Frustrated by the delay, Sobel called DCF's hesitance to ask for money "insane."

The extra money for the hospitals was a last-minute addition. It came after DCF Secretary Mike Carroll met with Senate and House members.

All of the positions will be frontline workers — people who interact directly with patients — said DCF spokeswoman Michelle Glady.

The Times/Herald-Tribune spoke with dozens of current and former workers who said the hospitals were so short-staffed that they were afraid to go to work and sometimes found themselves surrounded by 15 or more patients. They recalled critical posts being empty because there was not enough staff on duty. Some workers were ordered to work double shifts to keep up.

During interviews with the Times/Herald-Tribune last year, Carroll initially said he thought the hospitals had enough workers. After being presented with the newspapers' findings, Carroll agreed that staffing problems needed further study.

"It's crazy that people were doing double shifts," said Miami-Dade County Judge Steve Leifman, a longtime mental health advocate. "You don't want mental hospital employees doing double shifts, being exhausted and letting their guards down."

In addition to the new hires, Florida will spend more than $1.5 million on cameras and body alarms for workers, an important step to protect staff who previously had no way to call for help when fights broke out.
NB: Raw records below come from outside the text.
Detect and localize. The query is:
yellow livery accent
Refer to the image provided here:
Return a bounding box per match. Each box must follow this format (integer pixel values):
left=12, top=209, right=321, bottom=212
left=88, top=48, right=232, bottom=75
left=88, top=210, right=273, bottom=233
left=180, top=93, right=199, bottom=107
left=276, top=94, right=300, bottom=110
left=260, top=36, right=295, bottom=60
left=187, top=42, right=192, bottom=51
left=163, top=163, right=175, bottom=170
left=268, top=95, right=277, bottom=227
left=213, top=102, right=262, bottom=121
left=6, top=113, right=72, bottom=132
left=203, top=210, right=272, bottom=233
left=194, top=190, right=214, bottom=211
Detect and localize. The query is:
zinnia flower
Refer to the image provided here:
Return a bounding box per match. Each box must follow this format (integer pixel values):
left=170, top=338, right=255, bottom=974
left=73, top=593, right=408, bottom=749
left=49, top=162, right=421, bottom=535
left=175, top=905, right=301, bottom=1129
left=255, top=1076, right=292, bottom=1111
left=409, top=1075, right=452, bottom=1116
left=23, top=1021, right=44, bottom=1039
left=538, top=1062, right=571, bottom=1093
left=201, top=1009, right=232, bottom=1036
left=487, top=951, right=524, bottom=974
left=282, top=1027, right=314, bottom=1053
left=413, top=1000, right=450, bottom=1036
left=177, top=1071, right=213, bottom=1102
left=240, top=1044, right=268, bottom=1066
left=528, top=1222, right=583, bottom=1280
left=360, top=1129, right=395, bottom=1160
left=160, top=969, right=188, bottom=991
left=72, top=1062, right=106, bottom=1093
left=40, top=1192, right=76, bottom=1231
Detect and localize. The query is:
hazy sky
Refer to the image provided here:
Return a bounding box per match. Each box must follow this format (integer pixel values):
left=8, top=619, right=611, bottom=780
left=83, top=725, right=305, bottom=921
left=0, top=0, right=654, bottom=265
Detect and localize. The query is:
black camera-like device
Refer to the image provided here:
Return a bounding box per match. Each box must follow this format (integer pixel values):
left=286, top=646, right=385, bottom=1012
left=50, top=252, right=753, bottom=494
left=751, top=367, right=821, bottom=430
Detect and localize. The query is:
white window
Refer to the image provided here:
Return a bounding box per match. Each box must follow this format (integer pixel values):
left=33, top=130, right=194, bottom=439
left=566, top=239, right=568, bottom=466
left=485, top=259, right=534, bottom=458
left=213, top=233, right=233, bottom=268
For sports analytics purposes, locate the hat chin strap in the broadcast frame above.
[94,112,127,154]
"This is something a lot of us believed in and we made it a priority," Sobel said. "We saw the hospitals adding new beds and I kept asking: Who's going to be around to staff them? This is something we badly needed."

State Sen. Nancy Detert, R-Venice, called mental health the "topic of the year."

The Legislature's proposed budget also would provide additional resources to bolster treatment programs and keep people with mental illness out of jails and prisons. For example, it sets aside about $10 million for transitional housing for homeless people and additional treatment beds for criminal defendants with a mental illness.

Lawmakers also designated more than $6 million for treatment teams that would operate throughout the state and would coordinate psychiatric appointments and treatment plans for children and adults.

"It's really exciting," said Denise Marzullo, of the advocacy group Mental Health America of Northeast Florida. "The concern was that they would just focus on the state hospitals but that's not really the solution. It's encouraging that they addressed state hospitals and care coordination to try to prevent people from ending up in the state hospitals in the first place."

For the mental wards, though, $6 million in new funding and scores of new employees does not fully close the gap after years of deep cuts — including 500 direct care workers fired between 2010 and 2014.

Some critical positions, including doctors and teachers, are down by about half from their peak.

Leifman says these are the types of jobs that the hospitals should address next.

"These patients need to be occupied," he said. "You can't watch TV all day and get any better. One day, these patients will be released and we want them to be in a position where they can do something."